Before the signing of the Sino-Japanese Friendship and Trade Treaty in 1871, the first treaty between Qing China and the Empire of Japan, Japanese representatives once raised objections to China's use of the term Zhongguo in the treaty (partly in response to China's earlier objections for the term Tennō or Emperor of Japan to be used in the treaty), declaring that the term Zhongguo was "meant to compare with the frontier areas of the country" and insisted that only "Great Qing" be used for the Qing in the Chinese version of the treaty. However, this was firmly rejected by the Qing representatives: "Our country China has been called Zhongguo for a long time since ancient times. We have signed treaties with various countries, and while Great Qing did appear in the first lines of such treaties, in the body of the treaties Zhongguo was always being used. There has never been a precedent for changing the country name" (我中華之稱中國,自上古迄今,由來已久。即與各國立約,首書寫大清國字樣,其條款內皆稱中國,從無寫改國號之例). The Chinese representatives believed that Zhongguo (China) as a country name equivalent to "Great Qing" could naturally be used internationally, which could not be changed. In the end, both sides agreed that while in the first lines "Great Qing" would be used, whether the Chinese text in the body of the treaty would use the term Zhongguo in the same manner as "Great Qing" would be up to China's discretion.[50][54]

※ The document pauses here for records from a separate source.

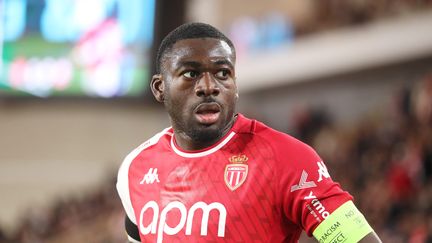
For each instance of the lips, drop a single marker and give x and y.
(207, 113)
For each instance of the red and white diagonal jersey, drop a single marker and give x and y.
(255, 185)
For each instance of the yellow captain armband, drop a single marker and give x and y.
(346, 224)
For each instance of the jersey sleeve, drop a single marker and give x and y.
(309, 195)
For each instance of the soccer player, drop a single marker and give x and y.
(217, 176)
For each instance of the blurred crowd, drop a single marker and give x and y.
(384, 161)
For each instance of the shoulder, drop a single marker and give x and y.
(144, 146)
(123, 173)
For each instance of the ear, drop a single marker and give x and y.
(158, 87)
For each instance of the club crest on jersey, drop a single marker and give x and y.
(236, 172)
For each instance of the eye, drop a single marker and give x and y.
(223, 74)
(191, 74)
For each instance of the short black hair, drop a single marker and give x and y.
(188, 31)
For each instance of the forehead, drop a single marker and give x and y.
(200, 50)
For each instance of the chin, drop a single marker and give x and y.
(206, 134)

Qing postal stamps released in 1878

Qing official Zhang Deyi once objected to the western European name "China" and said that China referred to itself as Zhonghua in response to a European who asked why Chinese used the term guizi to refer to all Europeans.[55] However, the Qing established legations and consulates known as the "Chinese Legation," "Imperial Consulate of China," "Imperial Chinese Consulate (General)" or similar names in various countries with diplomatic relations, such as the United Kingdom and United States. Both English and Chinese terms, such as "China" and "Zhongguo," were frequently used by Qing legations and consulates there to refer to the Qing state during their diplomatic correspondences with foreign states.[56] Moreover, the English name "China" was also used domestically by the Qing, such as in its officially released stamps since Qing set up a modern postal system in 1878. The postage stamps (known as 大龍郵票 in Chinese) had a design of a large dragon in the centre, surrounded by a boxed frame with a bilingual inscription of "CHINA" (corresponding to the Great Qing Empire in Chinese) and the local denomination "CANDARINS".[57]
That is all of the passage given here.